Summary
Steam-assisted gravity drainage (SAGD) is one successful thermal-recovery technique applied in Alberta oil-sand reservoirs. When considering in-situ production from bitumen reservoirs, one must reduce viscosity for the bitumen to flow toward the production well. Steam injection is currently the most promising thermal-recovery method. Although steamflooding has proved to be a commercially viable way to extract bitumen from bitumen reservoirs, caprock integrity and the risk of losing steam containment can be challenging operational problems. Because permeability is low in Albertan thermal-project caprock formations, heating greatly increases the pressure on any water trapped in pores as a result of water thermal expansion. This water also sees a great increase in volume as it flashes to steam, causing a large effective-stress reduction. After this condition is established, pore-pressure increases can lead to caprock shear failure or tensile fracturing, and to subsequent caprock-integrity failure or potential casing failure. It is typically believed that low-permeability caprocks impede the transmission of pore pressure from reservoirs, making them more resistant to shear failure (Collins 2005, 2007). In considering the “thermo-hydromechanical pressurization” physics, low-permeability caprocks are not always more resistant. As the steam chamber rises into the caprock, the heated pore fluids may flash to steam. Consequently, there is a vapor region between the steam-chamber interface penetrated into the caprock and the water region within the caprock which is still at a subcritical state.

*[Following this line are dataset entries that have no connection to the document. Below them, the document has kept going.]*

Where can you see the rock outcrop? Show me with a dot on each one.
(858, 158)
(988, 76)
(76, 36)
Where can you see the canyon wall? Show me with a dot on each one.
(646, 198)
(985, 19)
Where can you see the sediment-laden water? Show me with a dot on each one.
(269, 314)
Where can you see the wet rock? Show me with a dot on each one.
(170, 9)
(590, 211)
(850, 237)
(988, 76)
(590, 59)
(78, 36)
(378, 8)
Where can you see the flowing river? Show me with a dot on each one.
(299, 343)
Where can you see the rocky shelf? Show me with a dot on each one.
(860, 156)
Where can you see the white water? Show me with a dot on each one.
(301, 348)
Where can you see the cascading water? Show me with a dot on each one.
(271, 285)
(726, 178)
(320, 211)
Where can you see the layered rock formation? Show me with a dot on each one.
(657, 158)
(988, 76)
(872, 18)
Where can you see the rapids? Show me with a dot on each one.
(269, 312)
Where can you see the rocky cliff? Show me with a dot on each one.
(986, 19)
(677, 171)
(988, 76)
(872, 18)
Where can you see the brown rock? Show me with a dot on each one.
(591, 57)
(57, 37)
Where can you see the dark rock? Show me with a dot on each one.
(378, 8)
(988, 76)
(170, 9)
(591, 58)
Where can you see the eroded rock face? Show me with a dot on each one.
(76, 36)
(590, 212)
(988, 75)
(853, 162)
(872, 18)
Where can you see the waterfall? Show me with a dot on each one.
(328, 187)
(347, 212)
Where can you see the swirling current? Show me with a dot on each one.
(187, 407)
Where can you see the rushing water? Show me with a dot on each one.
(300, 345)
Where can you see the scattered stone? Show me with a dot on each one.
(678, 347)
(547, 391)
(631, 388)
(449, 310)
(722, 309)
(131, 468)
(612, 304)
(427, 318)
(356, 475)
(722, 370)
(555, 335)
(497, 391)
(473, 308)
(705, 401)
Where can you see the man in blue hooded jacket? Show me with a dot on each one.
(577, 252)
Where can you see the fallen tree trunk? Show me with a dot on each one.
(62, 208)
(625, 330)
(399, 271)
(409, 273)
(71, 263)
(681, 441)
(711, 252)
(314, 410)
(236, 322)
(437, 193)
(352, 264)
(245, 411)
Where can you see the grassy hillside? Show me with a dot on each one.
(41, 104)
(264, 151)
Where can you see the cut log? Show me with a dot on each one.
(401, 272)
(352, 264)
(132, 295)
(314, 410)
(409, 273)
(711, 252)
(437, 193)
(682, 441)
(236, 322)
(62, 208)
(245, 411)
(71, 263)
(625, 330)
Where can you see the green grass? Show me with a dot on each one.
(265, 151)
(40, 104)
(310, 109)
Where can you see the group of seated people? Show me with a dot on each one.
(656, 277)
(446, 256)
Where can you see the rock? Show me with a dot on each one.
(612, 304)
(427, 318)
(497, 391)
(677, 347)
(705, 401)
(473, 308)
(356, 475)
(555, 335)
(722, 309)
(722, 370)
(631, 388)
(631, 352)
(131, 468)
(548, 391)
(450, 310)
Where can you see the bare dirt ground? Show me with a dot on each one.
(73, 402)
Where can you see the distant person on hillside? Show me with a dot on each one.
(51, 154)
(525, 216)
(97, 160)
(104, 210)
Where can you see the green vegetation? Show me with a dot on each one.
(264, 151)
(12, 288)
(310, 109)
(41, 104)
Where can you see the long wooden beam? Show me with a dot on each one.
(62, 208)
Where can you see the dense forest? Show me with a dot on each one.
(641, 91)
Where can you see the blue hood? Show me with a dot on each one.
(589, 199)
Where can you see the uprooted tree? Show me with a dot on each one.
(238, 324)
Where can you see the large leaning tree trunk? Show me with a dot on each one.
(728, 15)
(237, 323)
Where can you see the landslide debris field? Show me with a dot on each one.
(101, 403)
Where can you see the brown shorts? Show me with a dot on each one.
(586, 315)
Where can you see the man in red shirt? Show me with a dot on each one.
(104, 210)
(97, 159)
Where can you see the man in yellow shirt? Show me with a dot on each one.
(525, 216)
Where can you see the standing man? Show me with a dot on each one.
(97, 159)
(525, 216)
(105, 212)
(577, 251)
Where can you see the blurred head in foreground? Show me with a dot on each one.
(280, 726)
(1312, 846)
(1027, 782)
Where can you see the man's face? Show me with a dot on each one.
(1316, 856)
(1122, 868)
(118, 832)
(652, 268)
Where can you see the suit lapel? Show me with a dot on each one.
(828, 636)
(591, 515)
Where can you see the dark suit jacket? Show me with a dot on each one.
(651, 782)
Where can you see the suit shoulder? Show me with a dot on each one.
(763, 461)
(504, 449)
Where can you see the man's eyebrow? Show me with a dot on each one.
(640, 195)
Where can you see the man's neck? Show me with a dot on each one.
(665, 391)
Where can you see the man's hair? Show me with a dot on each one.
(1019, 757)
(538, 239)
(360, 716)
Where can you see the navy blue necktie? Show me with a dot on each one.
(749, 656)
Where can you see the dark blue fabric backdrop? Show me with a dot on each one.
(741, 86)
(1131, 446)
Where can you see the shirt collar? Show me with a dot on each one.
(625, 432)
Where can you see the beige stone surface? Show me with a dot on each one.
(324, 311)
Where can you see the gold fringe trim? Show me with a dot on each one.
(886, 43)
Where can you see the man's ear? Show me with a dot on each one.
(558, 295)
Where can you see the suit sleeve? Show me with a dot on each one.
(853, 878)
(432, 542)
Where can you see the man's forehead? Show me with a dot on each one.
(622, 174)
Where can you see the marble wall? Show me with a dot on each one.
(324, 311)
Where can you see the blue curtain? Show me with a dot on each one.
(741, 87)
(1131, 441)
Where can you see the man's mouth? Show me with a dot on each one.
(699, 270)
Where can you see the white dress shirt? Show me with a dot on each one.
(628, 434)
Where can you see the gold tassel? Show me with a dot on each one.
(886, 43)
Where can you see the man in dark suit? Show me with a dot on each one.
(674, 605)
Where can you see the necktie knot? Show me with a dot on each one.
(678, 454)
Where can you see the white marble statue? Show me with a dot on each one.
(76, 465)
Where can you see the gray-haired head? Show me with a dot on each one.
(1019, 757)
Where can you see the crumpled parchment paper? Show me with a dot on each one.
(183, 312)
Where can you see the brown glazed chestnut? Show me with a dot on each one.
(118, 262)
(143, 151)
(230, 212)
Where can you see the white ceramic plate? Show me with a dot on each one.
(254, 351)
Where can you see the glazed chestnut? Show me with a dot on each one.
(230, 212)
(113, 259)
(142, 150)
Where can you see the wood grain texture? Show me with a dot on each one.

This study develops equations for fluid-mass and thermal-energy conservation, evaluating the thermo-hydromechanical pressurization in low-permeability caprocks and the flow of steam and water after steam starts to be injected as part of the SAGD process. Calculations are made for both short-term and long-term responses, and evaluated thermal pressurization is compared for caprocks with different stiffness states and with different permeabilities. One can conclude that the stiffer and less permeable the caprock, the greater the thermo-hydromechanical pressurization; and that the application of SAGD can lead to high pore pressure and potentially to caprock shear, and to subsequent steam release to the surface or potential casing failure.